In questo senso, le mostre citate all’inizio di questo intervento— prima tra tutte Cybernetic Serendipity— si ripropongono come esemplari di valore nel tentativo di avvicinare le tecnologie del proprio tempo alla comprensione del pubblico generalista, diffondendo non solo conoscenza e sapere ma soprattutto la curiosità di sperimentare creativamente con esse.

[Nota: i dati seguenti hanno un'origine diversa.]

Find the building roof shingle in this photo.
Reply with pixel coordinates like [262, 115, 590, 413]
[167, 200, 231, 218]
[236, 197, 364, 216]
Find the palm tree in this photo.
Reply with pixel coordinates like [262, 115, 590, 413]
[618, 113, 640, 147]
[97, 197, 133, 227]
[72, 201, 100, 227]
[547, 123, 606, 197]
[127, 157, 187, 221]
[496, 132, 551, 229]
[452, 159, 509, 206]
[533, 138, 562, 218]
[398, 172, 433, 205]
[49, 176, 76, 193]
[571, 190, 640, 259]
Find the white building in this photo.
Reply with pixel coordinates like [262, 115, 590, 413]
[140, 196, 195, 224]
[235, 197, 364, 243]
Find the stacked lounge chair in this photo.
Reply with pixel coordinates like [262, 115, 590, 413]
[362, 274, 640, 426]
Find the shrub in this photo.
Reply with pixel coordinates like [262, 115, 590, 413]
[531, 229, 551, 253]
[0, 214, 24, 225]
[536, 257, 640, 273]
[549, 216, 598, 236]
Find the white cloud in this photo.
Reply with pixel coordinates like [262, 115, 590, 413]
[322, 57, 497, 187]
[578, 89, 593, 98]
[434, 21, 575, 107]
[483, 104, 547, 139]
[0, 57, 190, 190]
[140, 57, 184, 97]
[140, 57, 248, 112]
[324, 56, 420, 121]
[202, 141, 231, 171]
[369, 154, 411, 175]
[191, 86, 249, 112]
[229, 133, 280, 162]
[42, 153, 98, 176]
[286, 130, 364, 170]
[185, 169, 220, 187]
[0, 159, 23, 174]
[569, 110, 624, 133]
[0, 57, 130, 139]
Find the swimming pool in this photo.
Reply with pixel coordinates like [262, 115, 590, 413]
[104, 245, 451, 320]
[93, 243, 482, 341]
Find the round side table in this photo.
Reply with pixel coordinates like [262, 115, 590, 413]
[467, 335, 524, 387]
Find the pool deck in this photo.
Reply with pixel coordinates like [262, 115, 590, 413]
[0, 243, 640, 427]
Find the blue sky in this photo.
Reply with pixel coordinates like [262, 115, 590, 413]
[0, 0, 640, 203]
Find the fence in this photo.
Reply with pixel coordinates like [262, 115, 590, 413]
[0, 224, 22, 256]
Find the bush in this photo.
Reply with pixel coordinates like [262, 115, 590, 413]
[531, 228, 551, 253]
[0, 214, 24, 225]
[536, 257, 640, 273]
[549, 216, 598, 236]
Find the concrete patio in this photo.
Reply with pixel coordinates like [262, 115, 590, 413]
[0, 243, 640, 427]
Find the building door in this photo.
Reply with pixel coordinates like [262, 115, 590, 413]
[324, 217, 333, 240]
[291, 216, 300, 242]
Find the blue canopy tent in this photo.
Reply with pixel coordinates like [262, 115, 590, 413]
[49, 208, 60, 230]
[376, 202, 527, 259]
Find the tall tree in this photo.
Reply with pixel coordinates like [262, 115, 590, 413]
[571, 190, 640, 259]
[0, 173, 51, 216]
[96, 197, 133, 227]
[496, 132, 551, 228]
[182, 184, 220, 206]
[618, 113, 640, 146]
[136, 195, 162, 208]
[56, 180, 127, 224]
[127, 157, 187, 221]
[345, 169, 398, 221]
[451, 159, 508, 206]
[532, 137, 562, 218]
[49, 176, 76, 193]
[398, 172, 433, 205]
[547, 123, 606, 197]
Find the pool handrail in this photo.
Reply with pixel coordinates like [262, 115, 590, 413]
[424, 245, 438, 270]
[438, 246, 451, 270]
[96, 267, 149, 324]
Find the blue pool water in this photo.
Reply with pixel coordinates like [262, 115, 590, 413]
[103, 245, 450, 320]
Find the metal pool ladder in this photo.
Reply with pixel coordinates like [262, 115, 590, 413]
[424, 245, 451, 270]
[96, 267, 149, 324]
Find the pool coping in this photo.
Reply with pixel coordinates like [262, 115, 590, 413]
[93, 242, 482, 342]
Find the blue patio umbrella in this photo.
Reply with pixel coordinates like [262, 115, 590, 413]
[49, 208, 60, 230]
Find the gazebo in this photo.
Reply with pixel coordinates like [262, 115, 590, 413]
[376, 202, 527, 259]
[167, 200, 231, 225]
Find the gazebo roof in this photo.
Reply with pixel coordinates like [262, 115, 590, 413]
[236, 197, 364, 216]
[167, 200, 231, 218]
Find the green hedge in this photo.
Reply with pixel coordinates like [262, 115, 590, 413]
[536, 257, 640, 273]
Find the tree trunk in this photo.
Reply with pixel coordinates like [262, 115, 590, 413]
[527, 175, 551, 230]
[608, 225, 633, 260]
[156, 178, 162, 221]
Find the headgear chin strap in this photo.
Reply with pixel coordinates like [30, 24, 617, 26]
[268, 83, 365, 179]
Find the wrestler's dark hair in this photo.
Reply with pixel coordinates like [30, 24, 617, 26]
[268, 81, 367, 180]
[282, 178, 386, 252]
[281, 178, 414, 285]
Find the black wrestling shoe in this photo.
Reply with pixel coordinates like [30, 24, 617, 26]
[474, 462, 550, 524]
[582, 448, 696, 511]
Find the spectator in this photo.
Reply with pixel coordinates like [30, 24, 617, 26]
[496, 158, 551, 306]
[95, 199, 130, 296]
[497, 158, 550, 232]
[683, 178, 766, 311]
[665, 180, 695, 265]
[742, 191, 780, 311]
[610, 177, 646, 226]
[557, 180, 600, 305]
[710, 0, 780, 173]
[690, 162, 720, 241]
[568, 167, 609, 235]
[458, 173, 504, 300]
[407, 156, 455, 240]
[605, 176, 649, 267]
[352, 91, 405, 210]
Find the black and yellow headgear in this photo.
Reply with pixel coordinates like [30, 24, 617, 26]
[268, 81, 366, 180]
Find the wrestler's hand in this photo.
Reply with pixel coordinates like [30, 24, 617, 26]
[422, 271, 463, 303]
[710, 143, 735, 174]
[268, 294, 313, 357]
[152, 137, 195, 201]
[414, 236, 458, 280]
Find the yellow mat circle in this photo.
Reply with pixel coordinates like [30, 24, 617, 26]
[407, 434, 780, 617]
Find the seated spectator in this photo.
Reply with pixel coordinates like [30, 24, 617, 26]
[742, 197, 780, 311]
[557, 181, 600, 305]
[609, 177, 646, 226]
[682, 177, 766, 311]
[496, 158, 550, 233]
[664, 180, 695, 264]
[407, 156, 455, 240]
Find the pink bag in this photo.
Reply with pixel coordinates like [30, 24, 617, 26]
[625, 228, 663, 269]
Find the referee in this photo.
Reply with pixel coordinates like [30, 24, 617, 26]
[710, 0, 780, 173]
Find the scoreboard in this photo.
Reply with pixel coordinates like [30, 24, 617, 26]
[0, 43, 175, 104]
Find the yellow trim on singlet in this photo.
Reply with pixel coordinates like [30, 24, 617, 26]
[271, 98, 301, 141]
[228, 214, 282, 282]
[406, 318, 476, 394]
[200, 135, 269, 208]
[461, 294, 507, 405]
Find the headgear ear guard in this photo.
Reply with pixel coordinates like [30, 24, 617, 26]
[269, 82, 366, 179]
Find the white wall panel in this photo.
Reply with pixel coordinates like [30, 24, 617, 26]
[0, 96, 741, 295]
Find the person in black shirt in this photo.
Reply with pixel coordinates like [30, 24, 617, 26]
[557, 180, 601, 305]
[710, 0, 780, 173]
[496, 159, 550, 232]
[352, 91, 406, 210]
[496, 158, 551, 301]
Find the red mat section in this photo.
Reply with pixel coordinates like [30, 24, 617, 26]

Nel frattempo, il 10 maggio anche Casa Batllò a Barcellona è arrivata nel mondo blockchain sotto forma di NFT dinamico con il progetto Living Architecture, sempre frutto della rielaborazione artistica di Anadol, dove pressappoco utilizza la medesima narrazione sognante proposta al MoMa. Della documentazione video del 7 maggio— data in cui l’opera è stata proiettata grazie a un lavoro di video mapping sull’edificio patrimonio UNESCO di Gaudì, davanti a 50.0000 spettatori—- la cosa che lascia più interdetti è la sparizione completa del movimento che la facciata presenta nel suo abituale e lento esistere, anche all’occhio del passante più distratto. La meraviglia di questa architettura si racchiude nella naturale vita che le sue forme e i suoi colori generano al naturale e semplice cambiamento della luce, quando il trascorrere del tempo e del sole agiscono quotidianamente sulla sua pelle viva.